For POA, put focus on patient care not billing

Quality professionals must take the lead

When it comes to requirements for "present on admission" (POA), the focus too often is on reimbursement instead of patient care, according to some quality improvement experts.

"It is time for hospitals to quit focusing on the billing and technical aspects of the POA indicators," argues Nancy McLean, RN, BSN, MHSA, senior consultant at Courtemanche and Associates in Charlotte, NC. "POA is not a billing issue — it is a clinical quality initiative," she says. "It is time for quality professionals to take the lead and change the focus to prevention."

Since July 2007, most organizations have focused on improving licensed independent practitioner (LIP) documentation to capture as many diagnoses as possible on admission. "But when we are reporting a condition as either POA or a health care-acquired complication, it is too late to impact potential reimbursement or try to figure out how to recover uncompensated dollars spent in the treatment of health care-acquired complications," says McLean.

The loss of revenue will come from two sources, says McLean: the no pay POA complications and the resulting change in case mix index from inability to bill for secondary diagnoses that are hospital-acquired.

"We need to redirect our energy to elimination of hospital-acquired complications," she says. "It is also time for the quality professional to take the lead and change paternalism to partnership, and change the POA focus from billing to prevention."

The quality professional must lead the way in establishing the organization's POA priorities. "Quality professionals should think of a way they can add in the information that they learn from this effort to their ongoing quality improvement activities," says Beth Feldpush, senior associate director for quality at the American Hospital Association.

Answer these questions, advises McLean:

  • What has your organization done to prevent the occurrence of health care-acquired complications?
  • Have you developed plans of care that focus on prevention?
  • Are you still accepting health care-acquired complications as inevitable, an annoyance, something that can be fixed with drugs or treatments, or normal complications of a condition in certain age groups?
  • Are you paternalistic toward the patient or are you partnering with the patient?
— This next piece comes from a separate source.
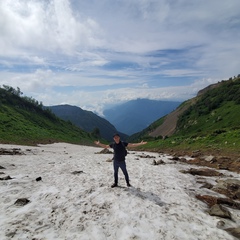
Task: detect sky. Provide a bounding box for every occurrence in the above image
[0,0,240,115]
[0,143,240,240]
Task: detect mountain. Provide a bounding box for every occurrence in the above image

Are you complacent or are you proactive?

Request that the finance department provide you with the history of incidences of billing for the identified DRGs that will no longer be reimbursed. "Look at national data on discharge incidence of the identified POA," says McLean.

In 2000, the incidence per 100,000 discharges of decubitus ulcers was 21.96. "This was the highest of all the POA indicators selected for no payment this year," says McLean. "Review the data with leaders, and develop actions that focus on prevention."
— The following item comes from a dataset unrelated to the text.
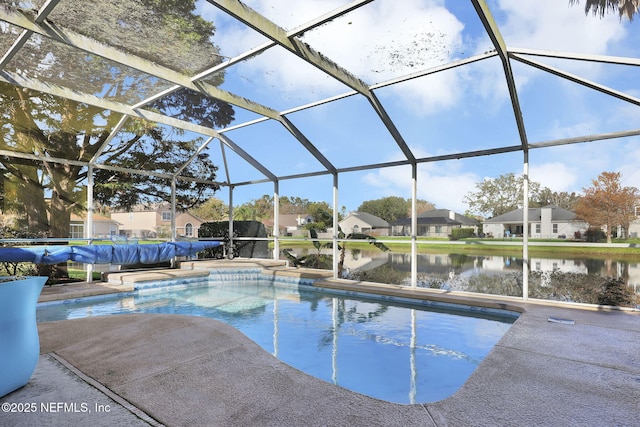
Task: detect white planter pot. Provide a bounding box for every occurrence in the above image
[0,277,47,397]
The elimination of decubitus ulcers should be on your performance improvement plan for this year, and you should answer these questions, says McLean:

  • What is the organization's incidence of pressure ulcers? What is the incidence of the other POA complications?
  • Is the elimination or at least reduction of pressure ulcers on the performance plan this year?
  • What has the organization put in place to reduce the incidence of pressure ulcers?
  • Is the organization's focus on wound healing or on skin integrity?
  • Have we completed a literature search and sought out best practices and evidence-based literature on prevention of skin breakdown and treatment of pressure ulcers?
  • Does the organization have evidence-based wound treatment protocols approved by the medical staff?
  • Is there a certified wound care nurse on staff?
  • Is there an automatic consult to the skin integrity team when a patient is identified as at risk for skin breakdown?
  • Has the medical staff changed the history and physical requirements to include an examination for skin breakdown? Do the history requirements include a history of prior skin breakdown?
  • How does the organization respond when an LIP orders a wound treatment known to be detrimental to wound healing?
  • How has the organization's budgeting process changed to accommodate resources needed to clinically reduce or eliminate the eight health care-acquired complications identified by CMS?
  • Does the organization have a performance improvement team actively working on each of the POAs this year — or at least on the ones with the highest incidence in the organization?

Health care-acquired complications have been accepted as inevitable over the years, says McLean. "Sadly, we have to be forced into improving the quality of care we provide by CMS taking away reimbursement dollars," she says.

Reshape your performance improvement plan to focus on the list of POAs for 2008 and to begin addressing the POAs coming in 2009. "We know what complications are not being reimbursed — CMS provided us with a list," says McLean. "Stop the complication from occurring. The organization's reimbursement won't increase, but expenses will decrease. We may even improve the bottom line."